The viability of the PC as the prime terminal device and as the means of distribution around the home needs thinking through as a domestic proposition. Storage could be provided by the service operator at the nearby exchange, but the quality of currently typical video-on-demand is unlikely to justify premium prices for content.
As the competition has to be engaged on the grounds of a wide range of choice and on the anticipation of enjoyment, it needs to include the four S words used in selling; neceSsity, concupiScence, inSecurity and Sex. If the service cannot appeal to necessity, entice the desire to own through delivery latency or through sex -- which is difficult as sales of adult NVoD experiences tell us it only lasts two minutes -- then all you are left with is insecurity. The service with its content has to be marketed as something exclusive and valuable.
Telco and cable operators that do not add value to content have only a 'bearer' role to play. Telcos have not made successful inroads into content acquisition in recent times, and few cable companies have done little more than aggregate television services from selected content providers.

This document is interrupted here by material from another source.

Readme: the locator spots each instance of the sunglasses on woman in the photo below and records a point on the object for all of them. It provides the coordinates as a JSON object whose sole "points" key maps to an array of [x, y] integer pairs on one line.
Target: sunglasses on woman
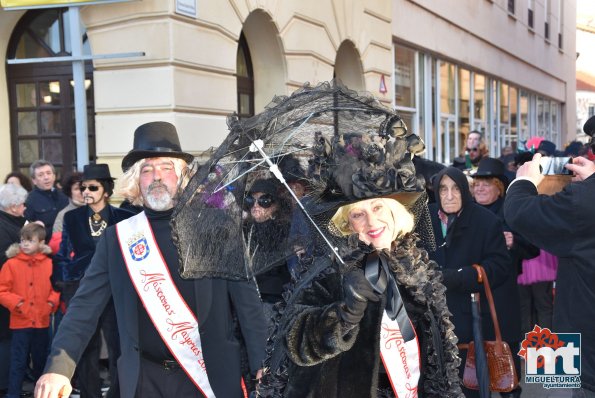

There is a future for dribblivery using IP to bear DVB-coded television, but the confluence of growing anticipations of quality, driven partly by increasingly better display systems and partly by the availability of quality content via DVD means that understanding what drives the viewer's concupiscence is essential. The role of automatically personalized guidance systems may help in the long run, and these will be valued, provided that they are not egregiously intruded on by advertisers.
The viewer requires a service, and the technology is a secondary issue. A single decoding unit could be an item that is owned, while access to any of a range of services is facilitated by simple-to-use methods. It is doubtful that viewers would realistically be expected to use PCs as a means of capturing and viewing true televisual content. We can no more expect a combination of a PC to become the demotic television receiver in any household than we can expect the STB to double-up as an Internet terminal. You do not see many microwave and spin-dryer combos, so the white goods manufacturers clearly know a thing or two about consumers, service and the market. Meanwhile, the killer application for digital television still seems to be television.
Allen Mornington-West is a director of BPI, a company offering specialist advice for business and technology in digital media.